What he found was that populations with an intake of fat soluble vitamins D and A from animal fat 10x higher than US levels along with high levels of vitamin K(2) had the best markers of overall health and lowest rates of disease. Vitamin K(2) is found in great quantities in lacto or fermented foods like fish eggs, cod liver oil, grass-fed butter and kim chi.

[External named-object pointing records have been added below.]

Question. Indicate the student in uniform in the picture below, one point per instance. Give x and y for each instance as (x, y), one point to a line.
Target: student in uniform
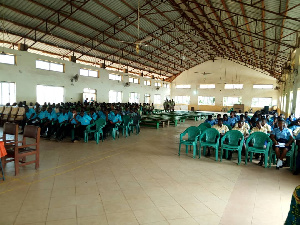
(74, 126)
(30, 116)
(232, 119)
(218, 117)
(222, 130)
(241, 127)
(247, 118)
(62, 122)
(225, 120)
(210, 120)
(84, 120)
(266, 125)
(281, 135)
(258, 128)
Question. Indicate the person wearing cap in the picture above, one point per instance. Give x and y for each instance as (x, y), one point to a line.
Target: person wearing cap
(284, 136)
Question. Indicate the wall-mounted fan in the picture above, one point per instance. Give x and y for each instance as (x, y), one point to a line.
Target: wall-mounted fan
(74, 79)
(126, 84)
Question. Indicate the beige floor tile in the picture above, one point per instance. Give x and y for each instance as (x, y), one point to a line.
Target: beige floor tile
(90, 210)
(31, 216)
(141, 203)
(88, 199)
(8, 218)
(212, 219)
(124, 218)
(58, 202)
(185, 221)
(148, 216)
(173, 212)
(197, 209)
(62, 213)
(93, 220)
(58, 192)
(116, 206)
(140, 182)
(62, 222)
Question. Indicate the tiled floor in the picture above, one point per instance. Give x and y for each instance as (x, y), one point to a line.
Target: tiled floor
(141, 180)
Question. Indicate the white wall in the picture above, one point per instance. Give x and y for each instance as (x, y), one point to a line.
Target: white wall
(26, 77)
(235, 73)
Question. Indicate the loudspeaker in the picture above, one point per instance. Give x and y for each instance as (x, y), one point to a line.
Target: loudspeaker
(72, 58)
(22, 47)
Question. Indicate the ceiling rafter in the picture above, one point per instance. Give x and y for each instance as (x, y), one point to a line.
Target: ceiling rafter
(281, 29)
(67, 29)
(234, 26)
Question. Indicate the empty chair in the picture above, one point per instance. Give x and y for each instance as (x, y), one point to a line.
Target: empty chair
(13, 114)
(202, 127)
(18, 153)
(235, 140)
(20, 115)
(125, 125)
(6, 113)
(209, 138)
(100, 124)
(258, 142)
(193, 136)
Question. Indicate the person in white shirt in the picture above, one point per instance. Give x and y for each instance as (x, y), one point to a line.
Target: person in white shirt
(266, 126)
(222, 130)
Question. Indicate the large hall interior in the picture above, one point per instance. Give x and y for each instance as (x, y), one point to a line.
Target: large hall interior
(149, 112)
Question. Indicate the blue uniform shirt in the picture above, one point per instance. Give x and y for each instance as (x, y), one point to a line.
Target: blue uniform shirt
(74, 121)
(29, 113)
(42, 115)
(115, 118)
(284, 134)
(84, 120)
(102, 115)
(211, 122)
(232, 121)
(94, 116)
(62, 117)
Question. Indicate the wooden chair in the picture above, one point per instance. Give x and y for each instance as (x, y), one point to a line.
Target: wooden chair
(18, 153)
(6, 113)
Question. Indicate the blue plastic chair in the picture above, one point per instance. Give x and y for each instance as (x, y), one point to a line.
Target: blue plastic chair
(193, 135)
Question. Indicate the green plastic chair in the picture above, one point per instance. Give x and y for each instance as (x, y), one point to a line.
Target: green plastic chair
(209, 138)
(135, 124)
(89, 130)
(229, 127)
(208, 125)
(291, 154)
(258, 140)
(125, 126)
(235, 140)
(193, 136)
(202, 127)
(100, 124)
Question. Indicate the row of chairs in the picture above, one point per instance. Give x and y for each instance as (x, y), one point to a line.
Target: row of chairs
(17, 151)
(127, 126)
(11, 114)
(233, 140)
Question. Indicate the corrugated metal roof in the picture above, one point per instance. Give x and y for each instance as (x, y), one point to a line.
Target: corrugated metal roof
(200, 30)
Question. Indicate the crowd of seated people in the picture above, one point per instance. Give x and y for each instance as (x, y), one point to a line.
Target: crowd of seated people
(59, 120)
(281, 130)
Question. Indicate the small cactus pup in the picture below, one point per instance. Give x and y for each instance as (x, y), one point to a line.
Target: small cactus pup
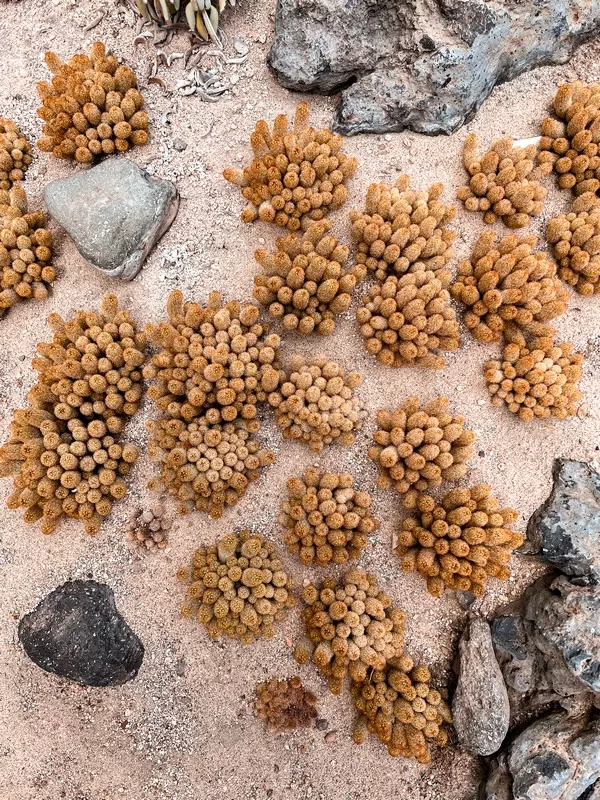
(504, 184)
(570, 138)
(91, 107)
(237, 587)
(459, 543)
(298, 174)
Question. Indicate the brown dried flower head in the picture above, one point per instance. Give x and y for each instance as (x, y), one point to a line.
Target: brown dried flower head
(285, 705)
(297, 175)
(504, 182)
(64, 449)
(352, 627)
(570, 139)
(15, 154)
(317, 404)
(460, 543)
(216, 361)
(402, 230)
(576, 244)
(25, 251)
(326, 518)
(399, 706)
(407, 318)
(306, 283)
(205, 465)
(508, 284)
(417, 447)
(237, 587)
(91, 107)
(536, 381)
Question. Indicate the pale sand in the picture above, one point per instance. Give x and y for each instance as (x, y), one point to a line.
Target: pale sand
(193, 735)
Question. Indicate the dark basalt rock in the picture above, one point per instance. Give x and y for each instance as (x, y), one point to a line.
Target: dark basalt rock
(77, 633)
(429, 72)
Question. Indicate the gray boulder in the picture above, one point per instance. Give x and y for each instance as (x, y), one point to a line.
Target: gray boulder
(480, 708)
(428, 69)
(114, 212)
(565, 530)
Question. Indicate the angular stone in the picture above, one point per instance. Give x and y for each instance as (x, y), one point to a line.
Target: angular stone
(77, 633)
(115, 213)
(565, 530)
(401, 68)
(480, 707)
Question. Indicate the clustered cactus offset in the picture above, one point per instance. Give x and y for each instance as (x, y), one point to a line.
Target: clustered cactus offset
(237, 587)
(460, 543)
(91, 107)
(297, 175)
(504, 182)
(326, 518)
(306, 283)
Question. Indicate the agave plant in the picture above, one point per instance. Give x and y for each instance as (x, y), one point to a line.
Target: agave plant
(202, 16)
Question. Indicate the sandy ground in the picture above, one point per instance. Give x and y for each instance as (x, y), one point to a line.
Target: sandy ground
(184, 728)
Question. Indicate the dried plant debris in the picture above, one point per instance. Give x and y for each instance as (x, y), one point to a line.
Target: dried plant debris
(352, 628)
(506, 284)
(298, 175)
(504, 182)
(204, 465)
(317, 404)
(402, 230)
(64, 449)
(216, 361)
(405, 319)
(460, 543)
(575, 238)
(149, 529)
(570, 139)
(326, 518)
(91, 107)
(419, 446)
(25, 251)
(285, 704)
(306, 282)
(237, 587)
(15, 154)
(400, 707)
(537, 380)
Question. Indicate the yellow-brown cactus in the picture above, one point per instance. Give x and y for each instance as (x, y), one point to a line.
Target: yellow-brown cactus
(406, 319)
(91, 107)
(460, 543)
(506, 284)
(237, 587)
(298, 175)
(402, 230)
(419, 446)
(504, 182)
(306, 283)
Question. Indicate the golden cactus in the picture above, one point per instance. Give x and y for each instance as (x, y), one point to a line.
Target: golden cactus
(399, 706)
(317, 404)
(298, 175)
(419, 446)
(575, 238)
(326, 518)
(25, 251)
(306, 283)
(460, 543)
(506, 284)
(404, 320)
(570, 139)
(504, 182)
(237, 587)
(402, 230)
(91, 107)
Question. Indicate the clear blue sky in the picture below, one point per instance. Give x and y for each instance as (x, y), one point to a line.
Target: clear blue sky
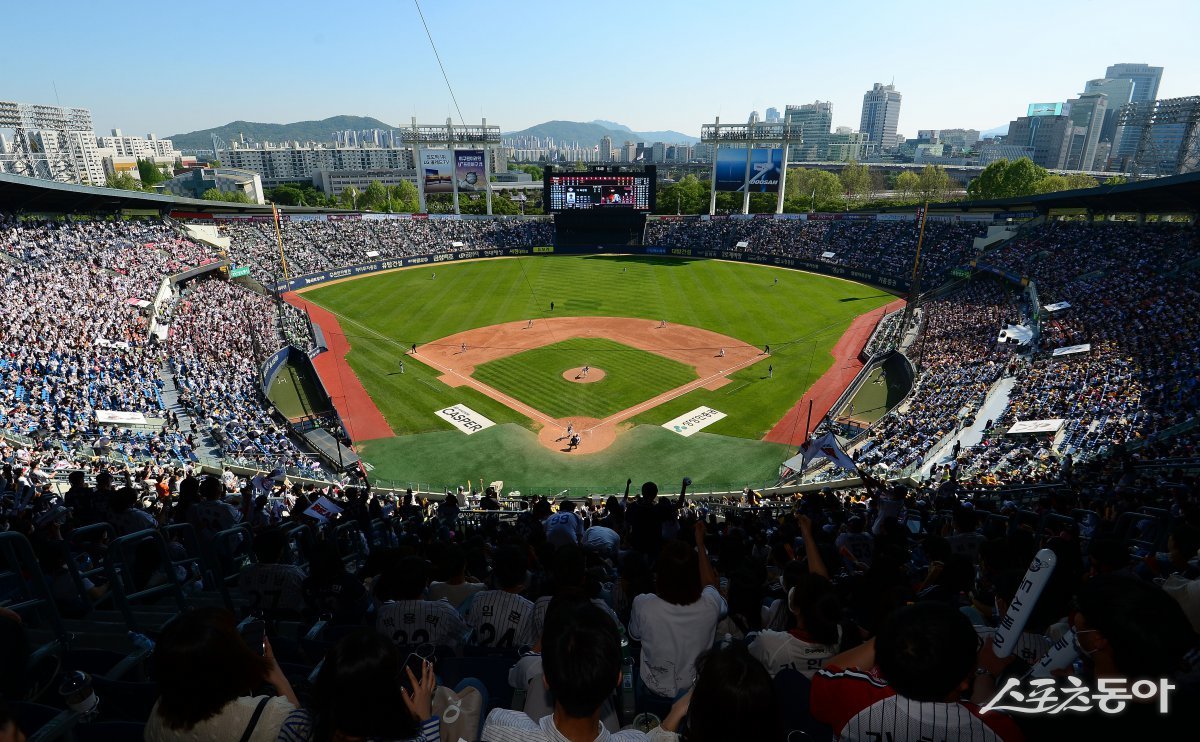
(172, 67)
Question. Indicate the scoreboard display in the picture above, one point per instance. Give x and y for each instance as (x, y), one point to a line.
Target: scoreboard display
(598, 189)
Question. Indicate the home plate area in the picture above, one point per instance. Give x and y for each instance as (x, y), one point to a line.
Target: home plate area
(707, 357)
(583, 375)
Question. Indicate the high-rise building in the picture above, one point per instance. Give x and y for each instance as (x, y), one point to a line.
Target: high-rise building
(1119, 91)
(813, 121)
(1050, 138)
(51, 142)
(1145, 79)
(1161, 137)
(1086, 112)
(881, 115)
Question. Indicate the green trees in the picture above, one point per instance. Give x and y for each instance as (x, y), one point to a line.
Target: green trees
(810, 189)
(299, 195)
(1005, 179)
(689, 195)
(349, 198)
(231, 197)
(907, 183)
(125, 181)
(856, 181)
(150, 173)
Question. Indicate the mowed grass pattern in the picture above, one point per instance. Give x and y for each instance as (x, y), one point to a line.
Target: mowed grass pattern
(535, 377)
(801, 318)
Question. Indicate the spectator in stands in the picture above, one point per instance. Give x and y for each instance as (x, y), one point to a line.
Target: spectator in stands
(213, 515)
(817, 634)
(906, 682)
(502, 617)
(207, 681)
(271, 585)
(564, 527)
(732, 700)
(581, 664)
(365, 692)
(678, 621)
(569, 578)
(454, 586)
(331, 591)
(407, 617)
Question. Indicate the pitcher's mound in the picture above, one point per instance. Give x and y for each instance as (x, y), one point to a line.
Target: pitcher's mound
(576, 375)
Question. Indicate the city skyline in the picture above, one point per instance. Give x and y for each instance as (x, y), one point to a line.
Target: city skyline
(202, 76)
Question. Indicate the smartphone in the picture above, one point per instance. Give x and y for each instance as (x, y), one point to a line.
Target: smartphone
(417, 664)
(253, 633)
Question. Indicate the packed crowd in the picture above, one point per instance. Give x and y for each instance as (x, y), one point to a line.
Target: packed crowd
(889, 247)
(220, 336)
(77, 328)
(864, 614)
(960, 358)
(1135, 309)
(310, 246)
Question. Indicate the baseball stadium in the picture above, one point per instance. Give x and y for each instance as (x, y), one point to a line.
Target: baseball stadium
(899, 410)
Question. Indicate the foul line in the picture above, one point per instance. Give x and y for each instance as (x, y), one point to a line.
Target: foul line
(666, 396)
(537, 414)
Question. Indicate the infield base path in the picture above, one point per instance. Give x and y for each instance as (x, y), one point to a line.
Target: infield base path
(696, 347)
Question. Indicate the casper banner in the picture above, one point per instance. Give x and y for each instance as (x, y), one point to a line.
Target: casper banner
(468, 169)
(437, 171)
(765, 168)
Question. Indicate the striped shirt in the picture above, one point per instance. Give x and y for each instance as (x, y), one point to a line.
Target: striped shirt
(861, 706)
(499, 618)
(543, 604)
(504, 725)
(413, 622)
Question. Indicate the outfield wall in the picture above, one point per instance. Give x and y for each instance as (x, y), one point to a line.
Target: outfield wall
(893, 285)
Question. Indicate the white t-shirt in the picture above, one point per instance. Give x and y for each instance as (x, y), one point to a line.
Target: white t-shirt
(779, 650)
(673, 636)
(499, 618)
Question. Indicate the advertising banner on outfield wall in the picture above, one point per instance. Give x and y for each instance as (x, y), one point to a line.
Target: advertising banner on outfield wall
(468, 169)
(437, 171)
(693, 422)
(766, 165)
(465, 419)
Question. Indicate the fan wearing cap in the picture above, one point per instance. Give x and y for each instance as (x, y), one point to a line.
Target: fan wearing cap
(856, 546)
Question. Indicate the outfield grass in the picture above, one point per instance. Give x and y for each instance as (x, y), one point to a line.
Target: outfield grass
(513, 454)
(295, 393)
(801, 317)
(631, 376)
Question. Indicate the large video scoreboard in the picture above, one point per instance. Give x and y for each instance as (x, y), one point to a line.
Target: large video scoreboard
(600, 189)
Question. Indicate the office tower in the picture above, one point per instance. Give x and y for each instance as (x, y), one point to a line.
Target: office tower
(881, 115)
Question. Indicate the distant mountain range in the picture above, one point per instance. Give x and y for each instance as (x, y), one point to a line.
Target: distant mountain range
(586, 133)
(299, 131)
(591, 132)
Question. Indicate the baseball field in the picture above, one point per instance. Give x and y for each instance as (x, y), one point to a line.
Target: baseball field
(508, 339)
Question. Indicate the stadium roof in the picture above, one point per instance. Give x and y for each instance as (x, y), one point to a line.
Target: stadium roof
(23, 193)
(1174, 193)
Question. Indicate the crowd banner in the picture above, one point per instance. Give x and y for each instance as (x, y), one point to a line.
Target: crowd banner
(895, 285)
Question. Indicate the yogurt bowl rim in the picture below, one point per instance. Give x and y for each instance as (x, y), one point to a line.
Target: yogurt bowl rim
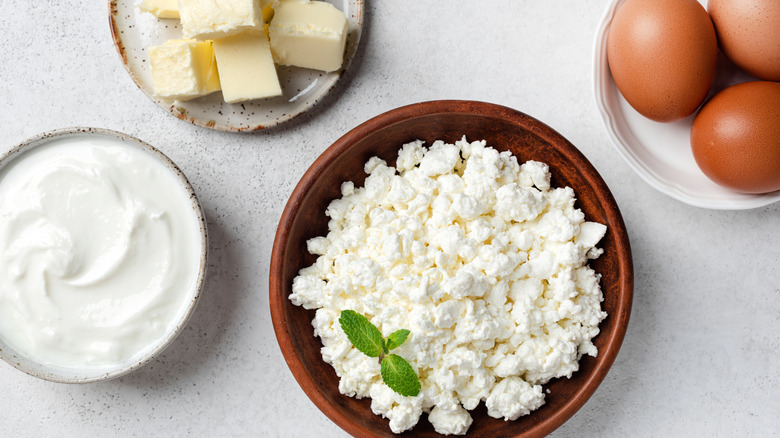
(59, 374)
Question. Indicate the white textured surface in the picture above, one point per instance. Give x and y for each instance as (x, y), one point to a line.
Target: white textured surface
(701, 354)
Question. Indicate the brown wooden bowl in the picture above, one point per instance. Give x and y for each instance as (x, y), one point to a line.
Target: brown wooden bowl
(503, 129)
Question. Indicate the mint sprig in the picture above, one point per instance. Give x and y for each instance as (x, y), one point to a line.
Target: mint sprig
(396, 371)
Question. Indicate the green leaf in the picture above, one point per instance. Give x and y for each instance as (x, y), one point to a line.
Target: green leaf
(397, 338)
(400, 376)
(361, 333)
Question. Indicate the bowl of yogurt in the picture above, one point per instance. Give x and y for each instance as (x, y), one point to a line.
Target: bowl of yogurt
(103, 249)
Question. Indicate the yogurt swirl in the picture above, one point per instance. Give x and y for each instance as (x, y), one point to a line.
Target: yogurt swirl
(99, 252)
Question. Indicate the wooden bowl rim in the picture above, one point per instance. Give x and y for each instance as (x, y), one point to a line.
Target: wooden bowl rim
(277, 299)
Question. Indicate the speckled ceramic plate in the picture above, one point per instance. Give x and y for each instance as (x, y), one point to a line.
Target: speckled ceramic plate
(134, 30)
(660, 153)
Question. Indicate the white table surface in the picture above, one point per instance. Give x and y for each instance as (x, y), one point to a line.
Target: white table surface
(703, 346)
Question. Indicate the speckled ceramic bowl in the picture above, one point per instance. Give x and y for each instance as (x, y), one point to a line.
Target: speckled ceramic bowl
(133, 31)
(503, 129)
(72, 375)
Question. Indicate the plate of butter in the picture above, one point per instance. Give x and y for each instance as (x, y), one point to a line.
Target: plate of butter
(236, 65)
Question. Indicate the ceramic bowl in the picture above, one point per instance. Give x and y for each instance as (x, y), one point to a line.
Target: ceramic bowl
(76, 375)
(503, 129)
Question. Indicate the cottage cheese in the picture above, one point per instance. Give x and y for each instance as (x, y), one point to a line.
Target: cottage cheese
(480, 258)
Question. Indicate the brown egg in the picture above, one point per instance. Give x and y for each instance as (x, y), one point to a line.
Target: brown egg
(749, 34)
(736, 137)
(663, 55)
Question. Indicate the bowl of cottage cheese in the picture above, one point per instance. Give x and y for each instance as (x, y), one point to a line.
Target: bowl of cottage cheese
(103, 251)
(483, 233)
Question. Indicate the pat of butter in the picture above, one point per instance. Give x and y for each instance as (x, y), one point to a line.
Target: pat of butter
(267, 7)
(161, 8)
(212, 19)
(183, 69)
(246, 67)
(309, 34)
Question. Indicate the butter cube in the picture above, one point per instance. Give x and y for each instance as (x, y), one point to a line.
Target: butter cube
(183, 69)
(267, 7)
(161, 8)
(212, 19)
(246, 67)
(309, 34)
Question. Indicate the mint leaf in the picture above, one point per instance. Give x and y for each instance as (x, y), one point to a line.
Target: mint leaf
(397, 338)
(361, 333)
(400, 376)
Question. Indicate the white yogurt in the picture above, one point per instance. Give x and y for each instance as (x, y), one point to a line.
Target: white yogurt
(100, 252)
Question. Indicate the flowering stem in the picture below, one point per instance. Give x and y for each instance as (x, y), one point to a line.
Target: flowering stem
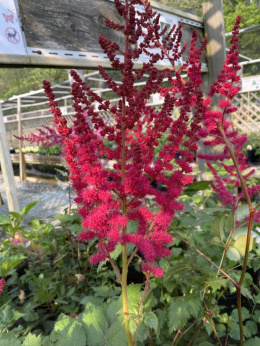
(249, 230)
(142, 302)
(231, 235)
(124, 294)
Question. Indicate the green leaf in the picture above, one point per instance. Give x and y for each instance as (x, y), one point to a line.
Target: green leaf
(151, 320)
(10, 263)
(253, 342)
(181, 309)
(8, 339)
(242, 212)
(252, 327)
(176, 251)
(32, 340)
(132, 226)
(245, 314)
(217, 283)
(90, 299)
(113, 311)
(257, 299)
(117, 252)
(68, 332)
(116, 334)
(25, 210)
(240, 244)
(217, 227)
(5, 220)
(233, 254)
(142, 333)
(235, 332)
(197, 186)
(246, 293)
(134, 296)
(229, 222)
(95, 325)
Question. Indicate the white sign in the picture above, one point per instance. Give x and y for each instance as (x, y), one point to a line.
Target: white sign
(250, 83)
(34, 34)
(11, 40)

More recent science illustrates how vitamin K(2) is essential to gaining most of the expected benefits of vitamins D and A because it activates vitamin D- and A- dependent proteins that transport calcium and perform a few other key functions. It hasn’t been explicitly proven that k2 is required to get the increased androgen production benefits from vitamin A and D, but based on related studies in Turkeys, anecdotal accounts I’ve read, and the fact that my total testosterone levels are currently sitting at around 930ng/dL, I’d would suggest that you probably want to ignore K(2) at your own peril.
Raw almonds
They’re a good source of vitamin E. Vitamin E is believed to stimulate the release of GnRH in the hypothalamus, the hormone that signals the release of luteinizing hormone. I wouldn’t say I’m certain that vitamin E is the only factor in the almonds that is at play here so listen to your libido and your androgen levels in your blood tests to see what works.
Why not just eat vitamin E supplements? Because almonds are cheaper, they taste better. Also, most vitamin E supplements only contain one form of vitamin E: alpha tocopherol. The result seems to be that supplementing alpha tocopherol without other important forms of vitamin E such as gamma tocopherol can actually be linked to decreased androgen levels. Not what you want.
Brazil nuts
These should only be consumed by those who are selenium deficient. Too much selenium and too many brazil nuts is dangerous. As few as 10 brazil nuts has had me cramping for hours. However, if you’re deficient, adequate selenium intake could make a difference to libido and erection quality. Moreover, a 1998 double blind study DID find that supplementation with selenium and vitamin E greatly improved sperm and reproductive health indicators compared to a placebo.9 It is unclear what effect this has on libido but it another study in support of the almond/brazil nut combination.
The final thing I did:
Cold showers:
These took my free T from 539 pmol/L to 700 pmol/L in one week, tested at the beginning and end of the week.
The evidence behind cold showers is intuitive, but unfortunately mostly anecdotal at this point. It is well established that frequent cold showers increase your basal metabolic rate (BMR) - that’s the rate at which you burn energy when resting. They are a fantastic tool for people looking to lose fat, fast. People can burn thousands of extra calories equivalent worth of fat per day just by adding cold showers. But what if your BMR not only affected fat loss, but also your testosterone levels?
Research generally paints a one way causal picture where more testosterone leads to a higher BMR. This makes sense:
more testosterone = more muscle mass for your body to fuel = higher BMR.
However, like many processes in the body - the causal loop runs both ways. Factors that increase in BMR - things like low temperatures, increased thyroid function and a low-fat body composition, tend to increase testosterone.
Hope this helps anyone with the stamina to read it all.